Harmonic mean with zero value How does harmonic mean handle zero values? what would the harmonic mean of {3, 4, 5, 0} be since $1/0=\infty$?
 A: If you're working in a language that supports Infinity in computations properly, like R, you can define the harmonic mean like so:
harm <- function(x) 1/mean(1/x)

Then it will deal properly with zeroes in a natural way:
> harm(c(6, 2, 9, 4, 3, 1))
[1] 2.541176
> harm(c(6, 2, 9, 4, 0, 3, 1))
[1] 0

A: The algorithm DFLOW by EPA uses the following when there are zero values:
$\mu_H = \left(\frac{\sum^{n_T - n_0}_{i=1} 1/x_i} {n_T - n_0}\right)^{-1} \times \frac{n_T - n_0} {n_T} ,$
where $\mu_H$ is the harmonic mean, $x_i$ is a nonzero value of the data vector, $n_T$ is the (total) sample size, and $n_0$ is the number of zero values. 
A: Just as the geometric mean of anything and $0$ is $0$, it is usually natural to define the harmonic mean of anything and $0$ to be $0$. 
One physical interpretation of the harmonic mean is that if you have resistors in parallel, the total resistance is as though each resistor had the harmonic mean resistance.
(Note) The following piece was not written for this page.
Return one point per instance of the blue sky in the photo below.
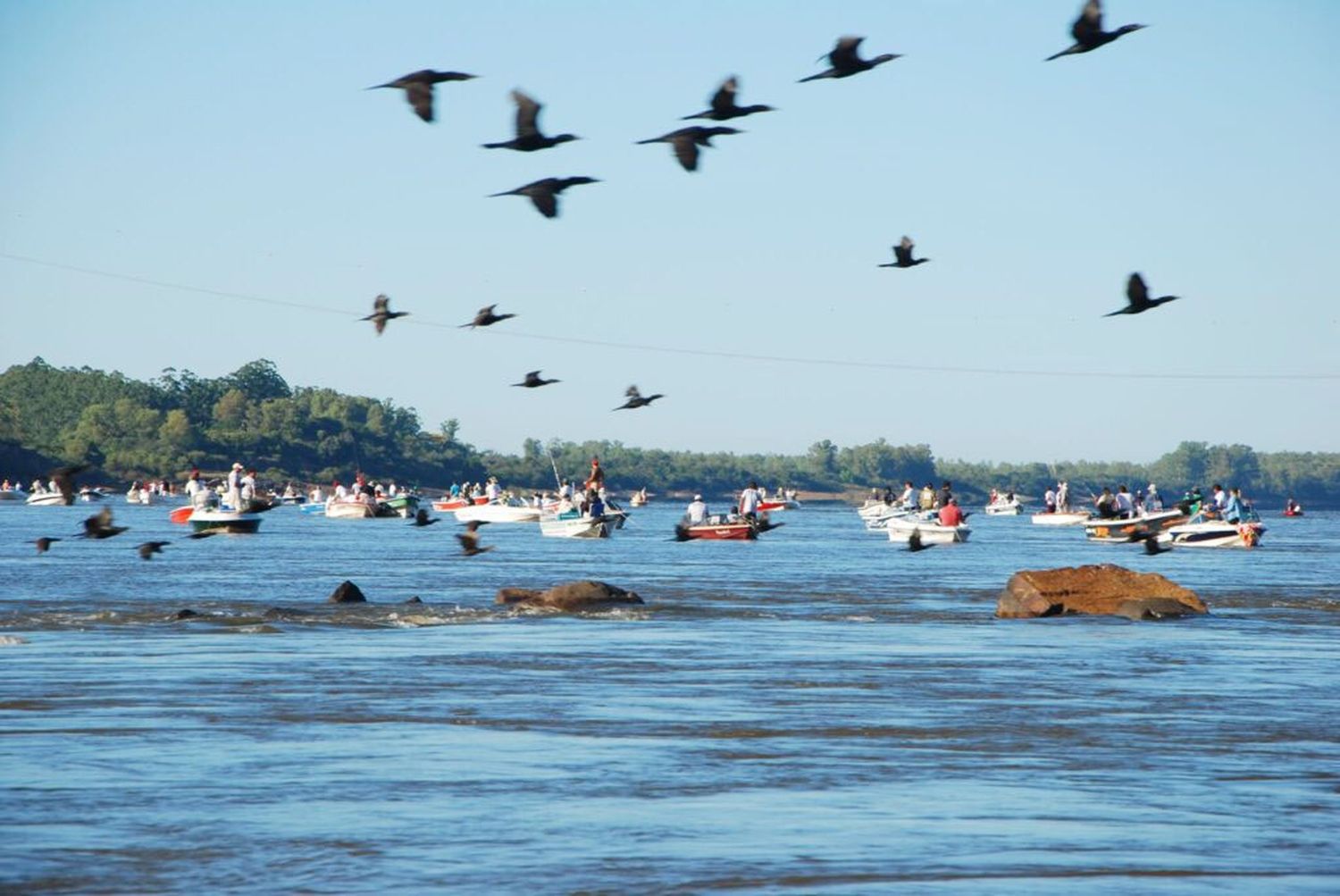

If one of the resistors has no resistance, there is no resistance over all (a short), and this is the same as if all resistors had no resistance.
If for some reason you are considering the harmonic means of numbers so that some are negative and some are positive, then it might be better to say that a harmonic mean of $0$ with itself is not defined. However, in the applications I know for the harmonic mean, it is used on nonnegative numbers.